1. What voltage does your car run at?
2. Is it a brushed motor? Please tell me it's a brushed motor. What voltage are the truck batteries?
3. What model is your truck?
4. What are the truck's dimensions?
BASIC STAMP 2 - Board of Education (from the BOE-Bot kit):
USB-
http://www.parallax.com/detail.asp?product_id=28850
Serial-
http://www.parallax.com/detail.asp?product_id=28150
Others- **broken link removed**
OOPic/OOPic-R (this is the one I had offered to you):
http://www.oopic.com/
It can come as a chip but you'd be stupid not to get it as a development board which it almost always is anyways.
PICAXE (I think this is the most inexpensive)-
This seems to be the only US and on Canadian distributor for PICAXE.
US-
http://world-educational-services.net/cart/index.php main_page=index&cPath=7
Canada-
www.hvwtech.com
I think you'll be pleasantly suprised by the cost of the PICAXE starter kits.
EDIT:
**broken link removed**
So that's a mechanical speed control? I always assumed every truck used an electronic speed control, but then I guess "electronic" is there for a advertisement purposes for a reason right?

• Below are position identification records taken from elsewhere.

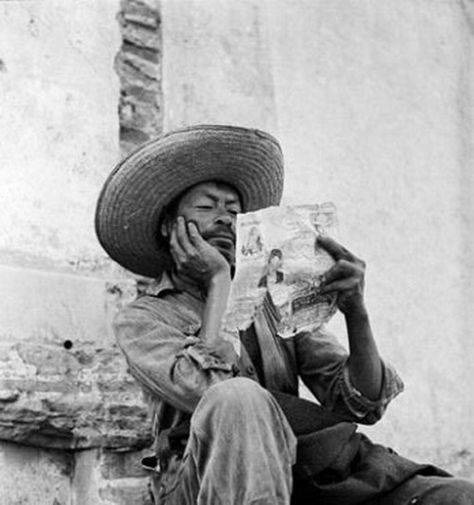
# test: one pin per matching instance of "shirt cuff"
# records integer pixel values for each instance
(221, 356)
(360, 405)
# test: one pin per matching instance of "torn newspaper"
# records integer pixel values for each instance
(277, 253)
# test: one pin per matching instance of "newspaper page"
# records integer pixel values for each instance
(277, 253)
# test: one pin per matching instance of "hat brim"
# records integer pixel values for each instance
(133, 197)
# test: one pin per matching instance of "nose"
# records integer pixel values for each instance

So yeah, this is the exact same thing then as if it was a nitro truck. Just imagine the mech speed control is the throttle of a Nitro engine. Both are controlled by a servo which you plug into your control board. The more the servo moves a certain way, the faster it goes. I'd really get that replaced with an electronic speed control though...but that's is very obviously biased. Depending on the current you could build your own (now or eventually), but you probably have your hands full right now. You could also buy one if you know the current that the motors can draw (from a RC store if you want to pay big money and interface it just like a servo motor or cheaper from a robot store, as long as the current isn't too high and you can do some neat "computer-things" with it .
WIth the mechanical speed control, you plug all servos into to the controlboard to PWM-capable pins on the uC (microcontroller, u is the latin letter for micro like micrometers). if it's an electronic speed control it may be PWM or serial or something else, either way it all plugs to the right pin on the microcontroller.
Have you seen this thing?
http://www.geology.smu.edu/~dpa-www/robo/jbot/
I wanna build one like it, hehe...after I finish my current horribly overbudget robot.